Opposing views on Maui’s GMO moratorium

Leaders from the two sides of the GMO debate share their thoughts after Maui County voters passed a moratorium on further GMO production yesterday.

Will Caron

For most of the early evening yesterday, it looked like Maui County’s referendum enacting a temporary ban on Genetically Modified Organism (GMO) production would fail. The first printout of the evening showed the “no” votes ahead by almost 20 percent. But as the votes continued to be tallied, the “yes” votes pulled ahead and the measure eventually passed by 1,077 votes, a 2 percent margin of victory.

Opponents of the measure, including chemical companies Monsanto and Dow AgroSciences, poured $8 million into the campaign to defeat it, making it the most expensive campaign in Hawaii’s history. By contrast, supporters of the measure spent roughly $92,000, or just over 1 percent.

“Corporations are buying our governments at all levels,” activist and educator Walter Ritte told the Independent. “We went past our elected officials and did a citizen’s initiative. Aloha Aina became our rallying call.

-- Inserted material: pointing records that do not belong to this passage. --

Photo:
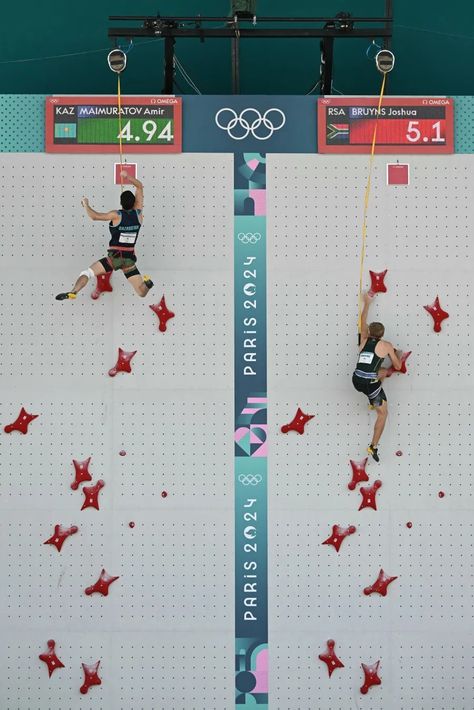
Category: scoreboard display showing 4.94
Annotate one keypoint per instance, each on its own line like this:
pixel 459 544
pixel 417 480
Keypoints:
pixel 405 125
pixel 90 124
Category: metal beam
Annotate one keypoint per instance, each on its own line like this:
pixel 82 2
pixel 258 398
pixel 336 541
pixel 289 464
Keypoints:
pixel 168 87
pixel 198 18
pixel 246 33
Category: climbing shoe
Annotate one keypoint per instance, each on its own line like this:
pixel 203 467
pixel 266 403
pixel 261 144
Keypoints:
pixel 373 452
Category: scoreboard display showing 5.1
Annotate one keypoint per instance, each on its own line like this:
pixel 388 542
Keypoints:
pixel 92 124
pixel 404 125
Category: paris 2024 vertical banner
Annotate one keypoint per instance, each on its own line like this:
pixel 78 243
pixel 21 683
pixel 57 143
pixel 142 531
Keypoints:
pixel 250 351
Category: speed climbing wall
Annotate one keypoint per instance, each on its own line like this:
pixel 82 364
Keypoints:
pixel 422 631
pixel 165 632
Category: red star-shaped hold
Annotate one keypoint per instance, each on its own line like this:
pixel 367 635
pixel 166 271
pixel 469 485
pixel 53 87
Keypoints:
pixel 91 677
pixel 338 535
pixel 50 658
pixel 359 474
pixel 163 313
pixel 380 585
pixel 376 282
pixel 437 313
pixel 103 285
pixel 123 362
pixel 60 535
pixel 21 422
pixel 403 369
pixel 370 677
pixel 91 495
pixel 102 585
pixel 298 422
pixel 330 658
pixel 368 494
pixel 82 474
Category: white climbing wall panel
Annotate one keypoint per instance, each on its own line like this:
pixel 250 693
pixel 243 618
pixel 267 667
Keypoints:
pixel 164 634
pixel 423 631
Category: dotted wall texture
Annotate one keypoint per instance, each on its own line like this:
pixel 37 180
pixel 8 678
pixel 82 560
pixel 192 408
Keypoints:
pixel 164 634
pixel 22 121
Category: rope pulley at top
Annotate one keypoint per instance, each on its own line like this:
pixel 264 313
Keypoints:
pixel 384 61
pixel 117 61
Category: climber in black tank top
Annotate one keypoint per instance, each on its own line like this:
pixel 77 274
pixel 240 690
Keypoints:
pixel 124 227
pixel 369 373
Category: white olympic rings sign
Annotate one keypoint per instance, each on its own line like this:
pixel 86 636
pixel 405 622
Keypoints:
pixel 250 479
pixel 250 121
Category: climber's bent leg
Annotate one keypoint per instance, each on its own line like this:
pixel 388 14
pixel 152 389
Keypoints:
pixel 94 270
pixel 141 284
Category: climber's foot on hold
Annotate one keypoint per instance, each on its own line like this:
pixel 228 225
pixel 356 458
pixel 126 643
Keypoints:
pixel 374 452
pixel 65 296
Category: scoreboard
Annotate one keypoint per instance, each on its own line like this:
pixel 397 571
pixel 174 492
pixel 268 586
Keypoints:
pixel 405 125
pixel 90 124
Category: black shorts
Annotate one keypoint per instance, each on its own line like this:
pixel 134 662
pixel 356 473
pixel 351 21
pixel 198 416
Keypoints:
pixel 371 388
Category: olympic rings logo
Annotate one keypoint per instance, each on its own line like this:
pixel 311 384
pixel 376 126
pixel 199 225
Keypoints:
pixel 250 120
pixel 250 479
pixel 249 238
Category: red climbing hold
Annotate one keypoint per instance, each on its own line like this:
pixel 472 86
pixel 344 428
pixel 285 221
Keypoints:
pixel 91 495
pixel 298 422
pixel 368 494
pixel 380 585
pixel 102 585
pixel 82 473
pixel 103 285
pixel 370 677
pixel 50 658
pixel 123 362
pixel 338 535
pixel 60 535
pixel 330 658
pixel 21 422
pixel 91 676
pixel 359 474
pixel 163 313
pixel 403 369
pixel 376 282
pixel 437 313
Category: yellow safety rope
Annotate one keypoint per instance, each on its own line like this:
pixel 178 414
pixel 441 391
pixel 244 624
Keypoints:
pixel 119 102
pixel 366 207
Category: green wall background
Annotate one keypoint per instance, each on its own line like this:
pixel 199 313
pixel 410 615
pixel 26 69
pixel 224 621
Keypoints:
pixel 433 43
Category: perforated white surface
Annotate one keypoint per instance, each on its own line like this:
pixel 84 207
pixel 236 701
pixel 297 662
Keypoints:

It saved Kaho’olawe, and now it will save all of us from the greed that is threatening our health, lands and government. This victory gives us hope that Hawaiian values and grass roots initiatives are alive and well in Hawaii. The coalition in the movement for Hawaii’s independence is growing, as we all begin to recognize the ultimate solution to a better future is an independent Hawaii.”

Bennette Misalucha, Executive Director, Hawaii Crop Improvement Association, which opposed the measure, sent out an official statement that reads:

To the hundreds of volunteers and supporters who worked tirelessly to oppose the Maui County moratorium, a heartfelt ‘Mahalo’ from the Hawaii Crop Improvement Association and its membership.

It is a sad day for Maui County and local agriculture. With the passage of the Maui voter initiative, hundreds of honest, hard-working people stand to lose their jobs. The county faces a loss of $85 million in economic activity and our local communities will be severely crippled.  Additionally, our state’s progress in agricultural innovation and economic diversification will be hampered.

Agricultural biotechnology has enabled farmers to grow more food on less land with fewer resources. It created the rainbow papaya, which saved the papaya industry, and is why we have abundant papaya available for Hawaii and export. This technology has been proven safe, improves crops and meets the increasing food demands of our world’s population in the 21st century.